12 estados processam para bloquear acordo de US$ 110 bilhões da Paramount com a Warner Bros.
Uma coalizão de 12 procuradores-gerais estaduais está movendo uma ação judicial para bloquear a fusão entre a Paramount Skydance e a Warner Bros. Discovery (WBD), alegando que o acordo prejudicaria os cinemas, os distribuidores de TV a cabo básica e o público.
A coalizão, liderada pelo procurador-geral da Califórnia, Rob Bonta, argumenta que a aquisição viola a Lei Clayton, que proíbe fusões que possam reduzir substancialmente a concorrência ou tender a criar um monopólio. Os procuradores-gerais alegam que, se as duas empresas puderem se fundir, isso reduzirá a concorrência em três áreas: distribuição de filmes para exibição ampla nos cinemas, distribuição teatral de "maior bilheteria" e licenciamento de TV a cabo básica.
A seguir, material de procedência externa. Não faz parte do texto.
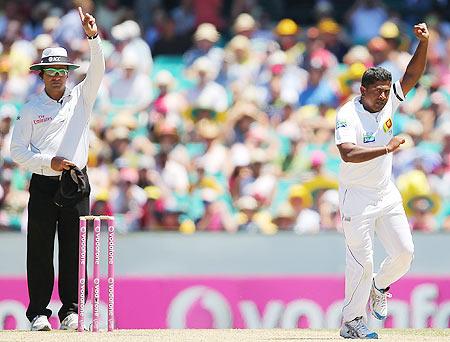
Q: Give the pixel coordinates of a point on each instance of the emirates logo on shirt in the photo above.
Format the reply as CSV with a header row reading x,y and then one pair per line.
x,y
387,125
42,119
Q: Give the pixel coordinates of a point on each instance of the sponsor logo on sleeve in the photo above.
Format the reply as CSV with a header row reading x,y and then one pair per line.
x,y
368,137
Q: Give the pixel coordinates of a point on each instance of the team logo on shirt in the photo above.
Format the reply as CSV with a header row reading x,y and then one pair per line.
x,y
42,119
368,137
340,124
387,125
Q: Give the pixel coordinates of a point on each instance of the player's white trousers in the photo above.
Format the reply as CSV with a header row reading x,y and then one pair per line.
x,y
365,211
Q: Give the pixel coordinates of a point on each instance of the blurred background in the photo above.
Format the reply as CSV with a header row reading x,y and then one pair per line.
x,y
212,144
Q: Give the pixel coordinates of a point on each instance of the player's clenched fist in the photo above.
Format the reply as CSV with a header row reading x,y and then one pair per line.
x,y
395,143
421,31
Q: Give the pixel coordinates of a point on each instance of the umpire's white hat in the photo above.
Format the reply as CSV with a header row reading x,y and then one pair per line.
x,y
54,56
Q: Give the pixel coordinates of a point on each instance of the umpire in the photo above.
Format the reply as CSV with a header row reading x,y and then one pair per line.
x,y
51,134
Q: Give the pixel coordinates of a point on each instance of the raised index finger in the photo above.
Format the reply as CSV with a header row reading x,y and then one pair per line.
x,y
80,12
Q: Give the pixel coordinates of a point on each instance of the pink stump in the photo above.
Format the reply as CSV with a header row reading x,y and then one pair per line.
x,y
81,273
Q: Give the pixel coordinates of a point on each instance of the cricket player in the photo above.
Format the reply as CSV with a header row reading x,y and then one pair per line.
x,y
369,201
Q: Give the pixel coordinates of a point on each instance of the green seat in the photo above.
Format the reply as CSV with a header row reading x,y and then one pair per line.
x,y
176,66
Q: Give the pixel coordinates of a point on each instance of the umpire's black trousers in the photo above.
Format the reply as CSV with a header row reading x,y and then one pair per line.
x,y
44,218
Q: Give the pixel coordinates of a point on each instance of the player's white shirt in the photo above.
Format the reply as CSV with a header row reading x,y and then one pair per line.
x,y
356,125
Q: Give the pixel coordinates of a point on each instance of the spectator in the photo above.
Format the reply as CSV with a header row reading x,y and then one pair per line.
x,y
307,220
205,37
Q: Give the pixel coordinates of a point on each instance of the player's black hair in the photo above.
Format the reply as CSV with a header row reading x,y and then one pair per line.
x,y
375,74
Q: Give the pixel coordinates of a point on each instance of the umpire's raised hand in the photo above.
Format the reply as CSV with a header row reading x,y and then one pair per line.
x,y
88,22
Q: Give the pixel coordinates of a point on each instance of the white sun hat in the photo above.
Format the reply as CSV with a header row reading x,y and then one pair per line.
x,y
54,56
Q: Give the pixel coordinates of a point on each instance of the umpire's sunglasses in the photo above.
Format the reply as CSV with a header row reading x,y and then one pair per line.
x,y
55,72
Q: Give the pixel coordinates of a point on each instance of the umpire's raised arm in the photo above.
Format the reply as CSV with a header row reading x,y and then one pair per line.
x,y
416,65
90,85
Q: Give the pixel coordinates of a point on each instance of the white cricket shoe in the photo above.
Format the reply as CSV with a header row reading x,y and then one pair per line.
x,y
70,322
378,301
40,323
357,329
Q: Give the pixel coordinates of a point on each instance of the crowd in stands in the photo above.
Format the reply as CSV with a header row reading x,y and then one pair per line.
x,y
207,123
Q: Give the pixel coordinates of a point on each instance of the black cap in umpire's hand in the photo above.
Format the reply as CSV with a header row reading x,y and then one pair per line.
x,y
74,186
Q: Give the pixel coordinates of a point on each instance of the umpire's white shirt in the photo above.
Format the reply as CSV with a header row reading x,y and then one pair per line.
x,y
356,125
46,128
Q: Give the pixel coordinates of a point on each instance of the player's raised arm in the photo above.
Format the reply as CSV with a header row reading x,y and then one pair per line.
x,y
417,64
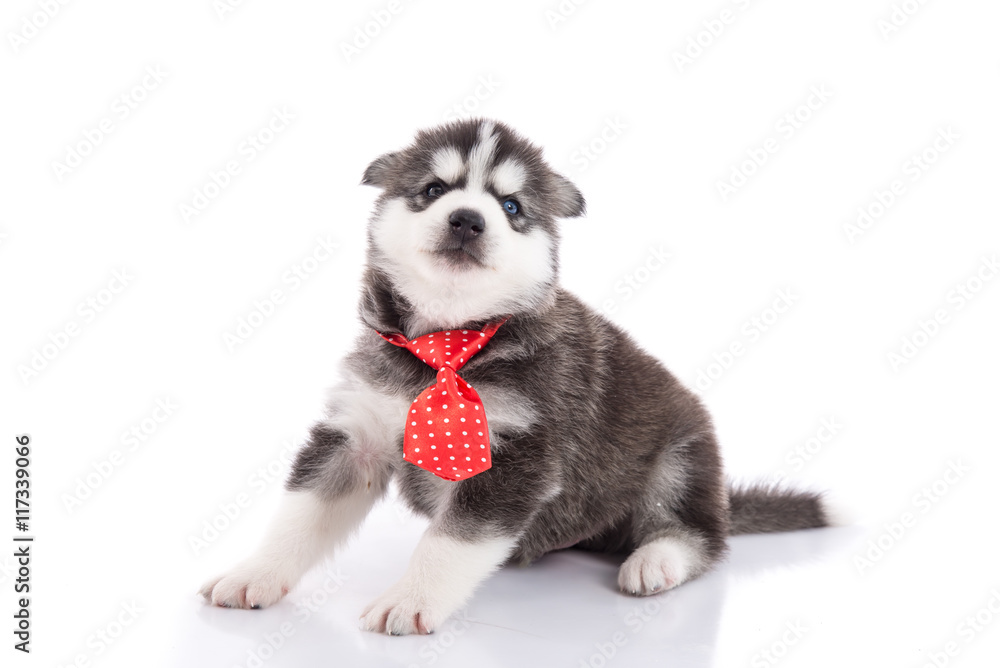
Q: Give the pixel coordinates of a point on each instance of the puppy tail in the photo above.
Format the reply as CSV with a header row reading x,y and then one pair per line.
x,y
765,508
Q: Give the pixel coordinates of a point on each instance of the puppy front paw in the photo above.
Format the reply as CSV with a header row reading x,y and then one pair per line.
x,y
655,567
402,610
246,587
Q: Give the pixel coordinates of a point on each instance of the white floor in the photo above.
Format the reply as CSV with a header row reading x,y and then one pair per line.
x,y
564,610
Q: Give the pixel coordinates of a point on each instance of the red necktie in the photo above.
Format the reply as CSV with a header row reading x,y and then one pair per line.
x,y
446,431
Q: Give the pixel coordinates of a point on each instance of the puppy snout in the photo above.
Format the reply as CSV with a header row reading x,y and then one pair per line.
x,y
466,223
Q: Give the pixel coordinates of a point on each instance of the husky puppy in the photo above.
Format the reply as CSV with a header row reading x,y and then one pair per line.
x,y
594,443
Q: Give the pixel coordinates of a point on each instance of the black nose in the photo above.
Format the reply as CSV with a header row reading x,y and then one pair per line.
x,y
466,222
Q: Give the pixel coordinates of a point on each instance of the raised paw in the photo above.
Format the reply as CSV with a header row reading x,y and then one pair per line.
x,y
246,588
655,567
402,610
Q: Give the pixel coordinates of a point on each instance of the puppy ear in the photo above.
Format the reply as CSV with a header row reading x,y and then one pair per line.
x,y
377,172
568,200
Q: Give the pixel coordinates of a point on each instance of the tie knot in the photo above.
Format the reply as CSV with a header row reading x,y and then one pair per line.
x,y
449,349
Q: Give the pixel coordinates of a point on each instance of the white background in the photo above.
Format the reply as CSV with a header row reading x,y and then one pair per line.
x,y
663,134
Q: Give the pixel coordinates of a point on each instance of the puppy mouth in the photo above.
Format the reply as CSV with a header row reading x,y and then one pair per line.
x,y
459,257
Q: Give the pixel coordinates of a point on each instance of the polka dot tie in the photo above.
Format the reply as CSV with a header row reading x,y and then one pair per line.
x,y
446,431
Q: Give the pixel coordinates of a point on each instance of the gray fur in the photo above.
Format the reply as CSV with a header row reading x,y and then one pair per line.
x,y
610,451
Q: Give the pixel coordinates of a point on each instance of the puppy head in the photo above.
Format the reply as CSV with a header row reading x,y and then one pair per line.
x,y
465,226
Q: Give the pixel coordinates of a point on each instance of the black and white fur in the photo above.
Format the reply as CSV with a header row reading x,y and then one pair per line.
x,y
594,443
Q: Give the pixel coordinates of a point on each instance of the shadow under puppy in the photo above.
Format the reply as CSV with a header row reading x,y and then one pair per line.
x,y
590,441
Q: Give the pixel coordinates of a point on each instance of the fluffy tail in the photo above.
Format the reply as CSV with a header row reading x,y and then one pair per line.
x,y
763,508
O acordo uniria dois estúdios de cinema notáveis, bem como as plataformas de streaming Paramount+ e HBO Max. Ele também criaria um dos maiores portfólios de redes de televisão, reunindo a CBS e a MTV da Paramount com a CNN e a HBO da WBD.
A aquisição proposta já recebeu escrutínio de cineastas, atores e profissionais da indústria que argumentaram que o acordo reduziria a concorrência e consolidaria ainda mais a indústria de mídia dos EUA. A Paramount argumentou contra isso, dizendo que os estúdios de cinema combinados lançariam 30 filmes por ano.
Os estados argumentam que, se aprovado, o acordo daria à Paramount controle significativo sobre áreas-chave da indústria do entretenimento, incluindo 27% do mercado de distribuição de filmes nos EUA, 30% da distribuição de filmes de grande bilheteria (blockbusters) e 27% do mercado de canais de TV a cabo básica.
“A consolidação aqui não apenas leva a preços mais altos — ela também leva a menos oportunidades para que histórias importantes ganhem vida e a menos maneiras para o público encontrar histórias, ideias e perspectivas além de suas próprias experiências”, disse Bonta em uma declaração. “Neste país, ninguém está acima da lei. Com esta ação judicial, a Califórnia e nossos estados parceiros estão lutando por mercados livres e justos, não por mercados manipulados. a América não tem reis no governo ou na nossa economia.”
O CEO da Paramount, David Ellison, havia dito em maio que a transação estava no caminho certo para ser concluída até setembro. O acordo recebeu a aprovação dos acionistas da WBD em abril e foi liberado pelo Departamento de Justiça dos EUA, que afirmou que a transação não deve resultar em danos à concorrência ou aos consumidores.
Os 11 estados que se juntam à Califórnia são Arizona, Colorado, Connecticut, Massachusetts, Minnesota, Nevada, Nova Jersey, Novo México, Nova York, Oregon e Washington.
A Paramount e a WBD não responderam imediatamente aos pedidos de comentário do TechCrunch.